Tue, Feb 27, 2024

Google Unveils Gemini: A Multimodal Generative AI Family

In a highly anticipated move, Google has introduced Gemini, its next-generation generative AI model. The unveiling, conducted through a virtual press briefing by the Google DeepMind team, shed light on Gemini's capabilities, its variations, and its potential impact on various applications. The flagship model, Gemini Ultra, promises groundbreaking multimodal capabilities, while Gemini Pro, a lightweight version, is set to make its debut this week. The family also includes Gemini Nano, designed for mobile devices.

Gemini: A Family of AI Models

Image Credit: Google


Google's Gemini is not a singular entity but a family of AI models, comprising three variants:

  1. Gemini Ultra: The flagship model designed for comprehensive multimodal tasks.
  2. Gemini Pro: A lighter version optimized for tasks such as summarization and reasoning.
  3. Gemini Nano: Tailored for mobile devices, available in two sizes – Nano-1 and Nano-2.

Gemini Pro Powers Bard

Gemini Pro takes center stage in Google's ChatGPT competitor, Bard. Sissie Hsiao, GM of Google Assistant and Bard, highlighted Gemini Pro's enhanced reasoning and planning capabilities during the briefing. Users can experience these improvements, particularly in English in the U.S., starting December 13.

Multimodal Prowess of Gemini Ultra

Gemini Ultra, the flagship model, boasts natively multimodal capabilities, surpassing rival models in its ability to comprehend nuanced information in various formats.
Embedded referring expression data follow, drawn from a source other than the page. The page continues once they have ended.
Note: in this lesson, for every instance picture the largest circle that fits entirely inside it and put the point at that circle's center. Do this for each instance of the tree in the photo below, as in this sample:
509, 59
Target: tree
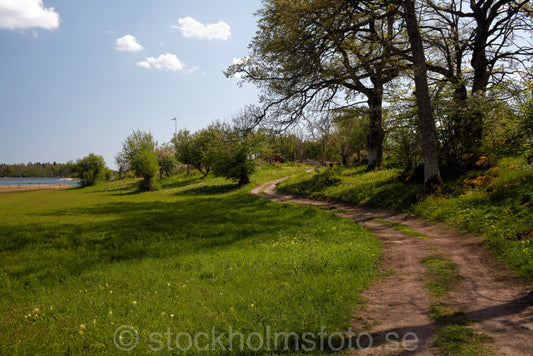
309, 54
88, 169
428, 135
182, 143
233, 161
351, 127
166, 159
122, 163
139, 150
Eli Collins, VP of Product at DeepMind, emphasized Gemini Ultra's superiority in handling complex tasks, including math and physics problems.

Training Data Mystery

Image Credit : Google


Despite its impressive features, Google remained tight-lipped about Gemini's training data sources. Collins acknowledged that some data came from public web sources, but the specifics and whether creators can opt out or receive compensation remain undisclosed. This approach aligns with other industry players keeping training data proprietary for competitive reasons.

Gemini's Environmental Impact

While Collins claimed Gemini is Google's most efficient large generative AI model, details about the number of chips used for training, costs, and environmental considerations were notably absent from the briefing. Concerns about the carbon footprint of training large models were not addressed, leaving questions about the environmental impact unanswered.

Gemini Ultra's Benchmark Performance

Gemini Ultra's benchmark performance was highlighted during the briefing, with claims of superiority in various academic benchmarks. However, closer inspection reveals marginal improvements over existing models like GPT-4. Questions regarding potential biases, hallucinations, and localization issues also lingered, with Collins admitting that some challenges remain unsolved.

Gemini's Unfulfilled Promise

The launch of Gemini, particularly Gemini Ultra, appears to be met with skepticism. Reports suggest a rushed development, with challenges in handling non-English queries and an undefined monetization strategy. Gemini Ultra's release is limited, with select users gaining early access before a broader rollout next year.

In conclusion, while Google's Gemini holds promise in advancing generative AI capabilities, the lack of transparency, environmental considerations, and unmet expectations surrounding Gemini Ultra's launch leave the industry and consumers eager for more clarity and tangible results.